Le président de l'Union africaine à Abidjan

Par La rédaction

ABIDJAN (AFP)

Le président de l'Union africaine (UA), le Malawite Bingu wa Mutharika, est arrivé mardi à Abidjan où il doit rencontrer le chef d'Etat sortant ivoirien Laurent Gbagbo et son rival Alassane Ouattara, a constaté un photographe de l'AFP.
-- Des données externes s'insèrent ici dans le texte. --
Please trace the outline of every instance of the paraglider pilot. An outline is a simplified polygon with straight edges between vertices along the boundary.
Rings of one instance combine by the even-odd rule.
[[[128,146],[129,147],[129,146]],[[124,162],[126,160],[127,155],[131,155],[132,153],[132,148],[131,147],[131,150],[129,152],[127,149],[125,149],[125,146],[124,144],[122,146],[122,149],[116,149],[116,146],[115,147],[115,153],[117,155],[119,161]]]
Le président Bingu wa Mutharika est arrivé vers 12H00 (locales et GMT) à l'aéroport d'Abidjan où il a été accueilli par le Premier ministre du gouvernement Gbagbo, Aké N'Gbo, et son ministre des Affaires étrangères Alcide Djédjé.

Le président de l'UA, dont le déplacement en Côte d'Ivoire n'avait pas été annoncé jusqu'à mardi matin, "vient voir les deux présidents" ivoiriens proclamés, MM.Gbagbo et Ouattara, qui se disputent le pouvoir depuis la présidentielle du 28 novembre en Côte d'Ivoire, avait indiqué dans la matinée à l'AFP une source diplomatique africaine à Abidjan.

Bingu wa Maztharika devait également rencontrer dans l'après-midi le chef de l'opération de l'ONU en Côte d'Ivoire (Onuci), Choi Young-Jin, a-t-on appris auprès de l'Onuci, qui a certifié l'élection de M. Ouattara et dont M. Gbagbo a demandé plusieurs fois le départ.

Sa visite intervient à quelques jours du sommet de l'organisation panafricaine prévu du 29 au 31 janvier à Addis Abeba.

Le Côte d'Ivoire est plongée dans une grave crise depuis la présidentielle du 28 novembre.M. Ouattara est reconnu comme président ivoirien par la quasi-totalité de la communauté internationale, dont l'UA, qui presse le chef d'Etat sortant de lui céder pacifiquement le pouvoir.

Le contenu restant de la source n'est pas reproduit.